The pandemic triggered a dramatic increase in mental health issues in the U.S. According to the Centers for Disease Control and Prevention, one in four Americans is now taking a prescription drug to treat a mental health condition. But instead of relying on medication to ease anxiety and depression, doctors in some other countries are prescribing more time in nature to boost mental health. Now, new research shows that this theory bears fruit.
A recent study found that spending time near green spaces and water proved to be an effective way to calm stress. Similarly, a new small study found that picking up a paint brush or a bag of potting soil could be an alternative for Prozac or Paxil, says Inc..
“There is extensive history and literature of anecdotal endorsements that engaging in gardening activities and horticultural therapy or people-plant interactions such as visiting gardens has therapeutic benefits,” explained study author Charles Guy. He added that these benefits applied to stress, emotions, anxiety, and overall mental well-being. For his research he assigned 17 healthy women to an art therapy class and 15 to a gardening class, carefully measuring how the activities affected their mental health.

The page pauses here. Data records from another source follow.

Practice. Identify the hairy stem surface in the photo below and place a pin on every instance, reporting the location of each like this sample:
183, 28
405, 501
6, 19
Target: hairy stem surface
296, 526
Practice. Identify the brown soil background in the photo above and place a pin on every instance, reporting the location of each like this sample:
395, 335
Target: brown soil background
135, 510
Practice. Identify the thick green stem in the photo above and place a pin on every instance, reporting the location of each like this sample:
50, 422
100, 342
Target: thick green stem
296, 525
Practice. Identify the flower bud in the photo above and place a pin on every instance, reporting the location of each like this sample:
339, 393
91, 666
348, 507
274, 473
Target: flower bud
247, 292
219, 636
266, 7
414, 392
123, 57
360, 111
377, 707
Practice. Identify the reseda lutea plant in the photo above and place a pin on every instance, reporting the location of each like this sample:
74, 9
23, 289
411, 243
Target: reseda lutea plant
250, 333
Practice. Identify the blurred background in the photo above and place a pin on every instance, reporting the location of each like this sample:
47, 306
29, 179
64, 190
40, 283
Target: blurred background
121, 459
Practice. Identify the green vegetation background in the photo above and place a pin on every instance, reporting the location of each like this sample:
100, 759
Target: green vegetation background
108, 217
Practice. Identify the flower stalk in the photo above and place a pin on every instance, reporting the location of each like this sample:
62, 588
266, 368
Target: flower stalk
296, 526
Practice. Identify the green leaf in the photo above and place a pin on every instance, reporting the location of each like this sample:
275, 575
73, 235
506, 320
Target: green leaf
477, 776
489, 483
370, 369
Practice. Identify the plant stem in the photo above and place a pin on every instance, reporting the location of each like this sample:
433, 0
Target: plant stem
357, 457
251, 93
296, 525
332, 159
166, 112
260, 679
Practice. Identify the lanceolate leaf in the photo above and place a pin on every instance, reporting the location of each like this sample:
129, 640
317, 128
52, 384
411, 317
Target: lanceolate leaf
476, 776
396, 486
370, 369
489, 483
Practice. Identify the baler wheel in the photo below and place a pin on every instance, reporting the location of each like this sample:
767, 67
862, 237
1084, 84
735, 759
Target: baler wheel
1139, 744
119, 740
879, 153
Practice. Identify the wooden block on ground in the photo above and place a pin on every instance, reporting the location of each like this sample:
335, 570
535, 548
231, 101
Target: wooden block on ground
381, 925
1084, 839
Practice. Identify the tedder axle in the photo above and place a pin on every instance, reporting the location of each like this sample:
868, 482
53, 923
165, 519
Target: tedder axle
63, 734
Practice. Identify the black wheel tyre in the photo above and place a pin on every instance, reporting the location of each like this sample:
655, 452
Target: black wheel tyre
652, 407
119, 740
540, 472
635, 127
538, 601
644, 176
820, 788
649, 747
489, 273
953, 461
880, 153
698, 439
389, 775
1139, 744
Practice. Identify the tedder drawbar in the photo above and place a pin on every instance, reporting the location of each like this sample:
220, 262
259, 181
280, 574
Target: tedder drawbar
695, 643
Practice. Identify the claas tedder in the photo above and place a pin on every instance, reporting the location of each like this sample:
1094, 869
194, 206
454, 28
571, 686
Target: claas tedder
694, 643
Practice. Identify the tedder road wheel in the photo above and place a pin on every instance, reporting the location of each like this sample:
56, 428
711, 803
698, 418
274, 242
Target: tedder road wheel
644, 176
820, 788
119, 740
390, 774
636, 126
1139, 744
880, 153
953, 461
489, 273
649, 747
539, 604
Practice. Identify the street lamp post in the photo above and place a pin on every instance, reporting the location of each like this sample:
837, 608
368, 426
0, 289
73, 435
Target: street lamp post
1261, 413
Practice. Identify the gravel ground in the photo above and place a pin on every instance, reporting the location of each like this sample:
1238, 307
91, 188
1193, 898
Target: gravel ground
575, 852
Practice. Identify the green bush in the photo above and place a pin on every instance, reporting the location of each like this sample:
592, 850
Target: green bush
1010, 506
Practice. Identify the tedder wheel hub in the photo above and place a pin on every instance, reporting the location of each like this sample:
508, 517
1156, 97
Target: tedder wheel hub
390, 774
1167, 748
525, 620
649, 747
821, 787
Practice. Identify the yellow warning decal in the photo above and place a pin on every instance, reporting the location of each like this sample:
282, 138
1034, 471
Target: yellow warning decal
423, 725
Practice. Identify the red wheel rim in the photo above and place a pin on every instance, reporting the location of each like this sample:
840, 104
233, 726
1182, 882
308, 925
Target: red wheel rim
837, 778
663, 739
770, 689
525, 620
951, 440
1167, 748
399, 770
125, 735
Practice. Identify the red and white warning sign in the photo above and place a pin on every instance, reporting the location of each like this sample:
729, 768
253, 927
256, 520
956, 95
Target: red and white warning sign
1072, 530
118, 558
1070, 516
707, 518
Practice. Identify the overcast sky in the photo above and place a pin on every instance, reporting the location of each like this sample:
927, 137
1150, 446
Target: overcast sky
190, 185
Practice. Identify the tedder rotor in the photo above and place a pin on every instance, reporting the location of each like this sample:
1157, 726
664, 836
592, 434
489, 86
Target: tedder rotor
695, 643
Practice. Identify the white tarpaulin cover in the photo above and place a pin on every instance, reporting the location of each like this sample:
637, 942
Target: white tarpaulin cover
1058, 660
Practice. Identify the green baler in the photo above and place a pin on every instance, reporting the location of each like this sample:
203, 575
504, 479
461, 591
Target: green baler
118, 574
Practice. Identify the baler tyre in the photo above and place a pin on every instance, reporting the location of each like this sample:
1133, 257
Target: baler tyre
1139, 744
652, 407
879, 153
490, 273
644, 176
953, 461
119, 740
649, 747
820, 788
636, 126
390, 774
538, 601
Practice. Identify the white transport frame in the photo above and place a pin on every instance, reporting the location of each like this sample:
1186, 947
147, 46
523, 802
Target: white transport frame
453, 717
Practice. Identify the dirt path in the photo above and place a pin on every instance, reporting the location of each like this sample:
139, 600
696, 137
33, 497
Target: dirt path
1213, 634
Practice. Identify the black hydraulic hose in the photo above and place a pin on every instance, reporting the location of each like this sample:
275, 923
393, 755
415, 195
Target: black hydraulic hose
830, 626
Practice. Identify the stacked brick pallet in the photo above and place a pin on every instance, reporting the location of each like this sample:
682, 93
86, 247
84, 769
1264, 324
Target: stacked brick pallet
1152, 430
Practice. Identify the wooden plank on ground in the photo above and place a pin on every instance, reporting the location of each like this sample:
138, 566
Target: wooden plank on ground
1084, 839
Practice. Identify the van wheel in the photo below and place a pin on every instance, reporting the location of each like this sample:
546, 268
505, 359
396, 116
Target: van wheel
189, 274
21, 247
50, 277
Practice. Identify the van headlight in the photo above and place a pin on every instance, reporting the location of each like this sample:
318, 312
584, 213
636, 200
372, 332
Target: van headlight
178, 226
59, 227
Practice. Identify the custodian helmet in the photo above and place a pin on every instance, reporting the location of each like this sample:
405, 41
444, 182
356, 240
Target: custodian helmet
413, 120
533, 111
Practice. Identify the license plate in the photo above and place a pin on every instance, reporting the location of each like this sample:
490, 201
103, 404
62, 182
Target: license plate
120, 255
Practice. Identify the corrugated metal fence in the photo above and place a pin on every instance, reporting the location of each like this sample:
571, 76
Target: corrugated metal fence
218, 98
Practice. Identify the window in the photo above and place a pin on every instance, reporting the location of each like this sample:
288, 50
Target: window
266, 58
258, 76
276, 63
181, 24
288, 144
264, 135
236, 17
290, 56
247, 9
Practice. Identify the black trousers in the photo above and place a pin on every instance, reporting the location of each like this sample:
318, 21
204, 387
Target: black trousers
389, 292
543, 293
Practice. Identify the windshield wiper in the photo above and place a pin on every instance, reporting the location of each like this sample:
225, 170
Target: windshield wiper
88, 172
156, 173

After eight one-hour classes “participants in both the art and gardening groups showed reductions in mood disturbance, perceived stress, and depression symptoms following the interventions,” said PsyPost. Before and after the interventions, all participants completed assessments of mood states, perceived stress, depression, and anxiety. These assessments were checked at intervals throughout the study. Measure of heart rate and blood pressure were also measured at the beginning and end of each session. The gardening group exhibited slightly better benefits than the art therapy group in mental well-being, while no significant changes in heart rate or blood pressure were noted in either group. The findings were published in PLOS One.
Guy, an emeritus and courtesy professor of plant physiology and biochemistry at the University of Florida, said, “the results suggest that engaging in gardening or art-making activities as leisure pursuits may have mental health benefits and perhaps fortify general mental health and well-being. Additional studies are needed to further expand our understanding how large and extensive gardening may benefit one’s mental and physical health.”
The study found that the participants’ mental health tended to improve with every session. However, according to the study authors, the limitation to this study is that it was relatively small and only included healthy women, so the findings may not be applicable to men or to a wider population of women.
“It is our hope that our study could be a model for future studies where complex treatments can be well-defined, highly structured and standardized, and outcome assessment can utilize the same methodology and instruments so that studies can be repeated, and results be compared across multiple studies.”
According to Inc., doctors in the U.K. and Canada have already been writing prescriptions for mental health boosting activities like going to an art museum or picking up a few houseplants.